O BEM SOFRER E MAL SOFRER

INSTRUÇÕES DOS ESPÍRITOS
BEM SOFRER E MAL SOFRER - LACORDAIRE Havre, 1863


18. Quando o Cristo disse: "Bem-aventurados os aflitos, porque deles é o Reino dos Céus", não se referia aos sofredores em, geral, porque todos os que estão neste mundo sofrem, quer estejam num trono ou na miséria extrema, mas, ah! poucos sofrem bem, poucos compreendem que somente as provas bem suportadas poder conduzir ao Reino de Deus. O desânimo é uma falta; Deus nega consolações, se não tiverdes coragem.

A prece é um sustentáculo da alma, mas não é suficiente por si só: é necessário que se apoie numa fé ardente na bondade de Deus. Tendes ouvido freqüentemente que Ele não põe um fardo pesado em ombros frágeis. O fardo é proporcional às forças, como a recompensa será proporcional à resignação e à coragem.

A recompensa será tanto mais esplendente, quanto mais penosa tiver sido a aflição. Mas essa recompensa deve ser merecida, e é por isso que a vida está cheia tribulações.


O militar que não é enviado à frente de batalha não fica, satisfeito, porque o repouso no acampamento não lhe proporciona nenhuma promoção. Sede como o militar, e não aspireis a um repouso que enfraqueceria o vosso corpo e entorpeceria a vossa alma. Ficai satisfeitos, quando Deus vos envia à luta.

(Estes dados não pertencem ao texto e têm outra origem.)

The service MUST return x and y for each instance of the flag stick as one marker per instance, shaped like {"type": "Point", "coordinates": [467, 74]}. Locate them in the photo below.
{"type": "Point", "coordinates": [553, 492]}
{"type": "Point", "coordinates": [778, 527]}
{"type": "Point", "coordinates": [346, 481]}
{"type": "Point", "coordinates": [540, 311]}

Essa luta não é o fogo das batalhas, mas as amarguras da vida, onde muitas vezeS necessitamos de mais coragem que num combate sangrento, pois, aquele que enfrenta firmemente o inimigo poderá cair sob o impacto de um sofrimento moral. O homem não recebe nenhuma fé pensa por essa espécie de coragem, mas Deus lhe reserva os seus louros e um lugar glorioso.

Quando vos atingir um motivo de dor ou de contrariedade, tratai de elevar-vos acima das circunstâncias. E quando chegardes a dominar os impulsos da impaciência, da cólera ou do desespero, dizei, com justa satisfação: "Eu fui o mais forte!"

Bem-aventurados os aflitos, pode, portanto, ser assim traduzido: Bem aventurados os que tem a oportunidade de provar a sua fé, a sua firmeza, a sua perseverança e a sua submissão à vontade de Deus, porque eles terão centuplicadas as alegrias que lhes faltam na Terra, e após o trabalho virá o repouso.